Documentário em disputa no Festival do Rio tem como tema um evento apelidado de “Woodstock paulistano”: a gincana teatral promovida pelo grupo Os Satyros
RIO – Em seu quinto dia de competição, quando nenhum resultado ou certeza se fazem visíveis no ar, a Première Brasil foi ao teatro, de mãozinha dada, numa ciranda dionisíaca, com “Satyrianas, 78 horas e 78 minutos”. Atração da seara de documentários na luta pelo troféu Redentor, a produção, de CEP paulistano, é assinada a três cabeças por Daniel Gaggini, Fausto Noro e Otávio Pacheco, tendo como alvo um evento apelidado de “Woodstock paulistano”: a gincana teatral Satyrianas, promovida pelo grupo Os Satyros.
Mais do que festival de linguagens de encenação, o folguedo cênico funciona como um manifesto de ocupação cultural da recém-reinaugurada Praça Roosevelt, a fim de tornar o local uma referência de agitação artística na maior metrópole do país.
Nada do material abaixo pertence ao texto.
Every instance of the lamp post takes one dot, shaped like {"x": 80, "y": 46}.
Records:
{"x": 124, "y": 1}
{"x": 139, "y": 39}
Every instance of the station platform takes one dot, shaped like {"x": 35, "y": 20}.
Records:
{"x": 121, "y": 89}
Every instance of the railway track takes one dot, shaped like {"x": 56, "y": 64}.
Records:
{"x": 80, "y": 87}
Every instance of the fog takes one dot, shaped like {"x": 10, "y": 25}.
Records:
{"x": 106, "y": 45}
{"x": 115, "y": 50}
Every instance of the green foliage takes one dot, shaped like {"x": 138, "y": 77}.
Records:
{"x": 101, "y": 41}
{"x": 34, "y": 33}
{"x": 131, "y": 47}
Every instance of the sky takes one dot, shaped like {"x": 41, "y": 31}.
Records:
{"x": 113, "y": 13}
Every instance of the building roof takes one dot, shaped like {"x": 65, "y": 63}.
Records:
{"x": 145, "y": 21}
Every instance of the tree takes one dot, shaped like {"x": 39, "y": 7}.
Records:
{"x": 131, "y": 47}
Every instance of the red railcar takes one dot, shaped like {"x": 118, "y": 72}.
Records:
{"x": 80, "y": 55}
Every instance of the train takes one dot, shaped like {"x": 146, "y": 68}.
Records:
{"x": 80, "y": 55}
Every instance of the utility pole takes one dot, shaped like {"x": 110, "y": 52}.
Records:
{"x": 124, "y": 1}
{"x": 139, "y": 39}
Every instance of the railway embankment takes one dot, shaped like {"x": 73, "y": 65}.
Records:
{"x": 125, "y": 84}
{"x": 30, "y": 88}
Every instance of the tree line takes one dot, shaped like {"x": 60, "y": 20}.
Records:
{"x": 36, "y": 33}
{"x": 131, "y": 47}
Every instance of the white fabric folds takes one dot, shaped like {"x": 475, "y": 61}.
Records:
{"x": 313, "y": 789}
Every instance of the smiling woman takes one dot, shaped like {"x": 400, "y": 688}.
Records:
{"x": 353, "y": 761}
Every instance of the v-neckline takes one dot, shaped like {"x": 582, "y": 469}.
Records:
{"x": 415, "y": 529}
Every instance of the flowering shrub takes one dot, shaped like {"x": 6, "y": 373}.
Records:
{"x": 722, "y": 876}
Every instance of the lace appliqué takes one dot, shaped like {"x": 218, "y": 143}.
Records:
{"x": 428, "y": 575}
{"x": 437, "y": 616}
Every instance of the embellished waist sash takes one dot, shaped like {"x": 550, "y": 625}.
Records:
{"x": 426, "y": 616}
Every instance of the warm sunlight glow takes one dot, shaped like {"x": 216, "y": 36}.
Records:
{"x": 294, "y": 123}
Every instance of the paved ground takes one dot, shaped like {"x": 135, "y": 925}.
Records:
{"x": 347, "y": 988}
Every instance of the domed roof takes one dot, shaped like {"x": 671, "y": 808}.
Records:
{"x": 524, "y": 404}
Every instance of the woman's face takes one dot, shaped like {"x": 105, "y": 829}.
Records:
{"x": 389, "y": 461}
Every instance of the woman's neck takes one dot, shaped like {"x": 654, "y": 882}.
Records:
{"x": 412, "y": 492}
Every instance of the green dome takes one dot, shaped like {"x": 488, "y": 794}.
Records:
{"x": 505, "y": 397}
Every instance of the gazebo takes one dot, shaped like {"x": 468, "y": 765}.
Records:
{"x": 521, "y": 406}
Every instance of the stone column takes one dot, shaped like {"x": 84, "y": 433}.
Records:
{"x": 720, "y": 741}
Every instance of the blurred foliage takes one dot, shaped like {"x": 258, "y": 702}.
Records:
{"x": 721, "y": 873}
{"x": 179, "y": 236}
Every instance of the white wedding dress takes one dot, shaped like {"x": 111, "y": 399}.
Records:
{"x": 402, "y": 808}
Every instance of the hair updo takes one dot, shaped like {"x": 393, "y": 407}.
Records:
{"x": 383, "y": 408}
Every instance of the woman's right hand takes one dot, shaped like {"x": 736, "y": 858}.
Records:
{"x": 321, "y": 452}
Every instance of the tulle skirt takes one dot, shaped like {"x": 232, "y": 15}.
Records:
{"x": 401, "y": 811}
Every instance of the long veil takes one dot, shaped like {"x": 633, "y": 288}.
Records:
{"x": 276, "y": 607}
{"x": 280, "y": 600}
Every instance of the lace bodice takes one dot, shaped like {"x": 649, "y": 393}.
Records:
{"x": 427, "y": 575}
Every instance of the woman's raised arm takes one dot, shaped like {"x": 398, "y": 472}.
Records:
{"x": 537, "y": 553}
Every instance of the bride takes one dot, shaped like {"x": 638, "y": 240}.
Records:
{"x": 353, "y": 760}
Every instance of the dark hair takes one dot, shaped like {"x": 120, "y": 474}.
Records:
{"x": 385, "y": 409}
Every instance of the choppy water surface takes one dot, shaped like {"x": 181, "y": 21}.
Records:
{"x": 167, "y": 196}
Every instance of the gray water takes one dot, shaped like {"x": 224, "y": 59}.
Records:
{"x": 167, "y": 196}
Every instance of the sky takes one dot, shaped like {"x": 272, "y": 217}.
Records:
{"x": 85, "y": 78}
Mas há pouco espaço para a informação no arranjo narrativo de filme centauro – metade doc, metade ficção – proposto por seus realizadores com um uma fome de invenção tão grande que deixa a incongruência lambuzar os beiços.
A fim de traduzir a estranheza que um evento realizado ao longo de três dias e seis horas ininterruptos causa, “Satyrianas, 78 horas e 78 minutos” adota uma proposta irreal que logo de cara se revela cascata. Na “trama”, um cineasta italiano de carreira nos EUA, falante de um inglês macarrônico, é convidado para se instalar em São Paulo e registrar uma edição das Satyrianas do começo ao fim. Percebe-se, de cara, pelo procedimento adotado pelo produtor contratante que o tal “filme de encomenda” é um recuso ficcional dentro do filme real de Gaggini, Noro e Pacheco.
Este, a valer, alterna a brincadeira de mockumentário com uma série de depoimentos de intelectuais acerca da relevância do teatro para a oxigenação da cultura brasileira. Opta-se por manter no anonimato a identidade desses entrevistados, como se fossem “personagens” e não depoentes reais, o que faz a produção vibrar ainda mais para além da muro do documentário. Abrem o verbo dramaturgos, diretores, atores e críticos como Rubens Ewald Filho, Mario Bortolotto, Gero Camillo, Hugo Possolo, Aimar Labaki, Roberto Alvim, Ivam Cabral, Raul Barreto e outros.
Cada fala ilustra um pouco do papel das Satyrianas para a evolução criativa das artes em São Paulo, ajudando o longa a traçar a cartografia crítica de uma cidade de valores em mutação. Cada fala maqueia informações com instrumentos brincantes de jogos dramáticos. As falas de Ivam Cabral, sobre uma agenda de telefones com o número do Silvio Santos, rende o momento de maior diversão do longa, que tem uma edição ritmada, capaz de entreter e provocar reflexão.
A escorregadela maior se dá no bloco dedicado ao Teatro Oficina de Zé Celso Martinez Corrêa, espichado (e confuso) demais dentro de um arranjo coeso e azeitado pelo riso. Mesmo imperfeito em sua opção por unir extremos e forçar dialéticas, o filme funciona como um registro vivo (e vívido) de uma tentativa de revolução na epiderme de uma arte ancestral.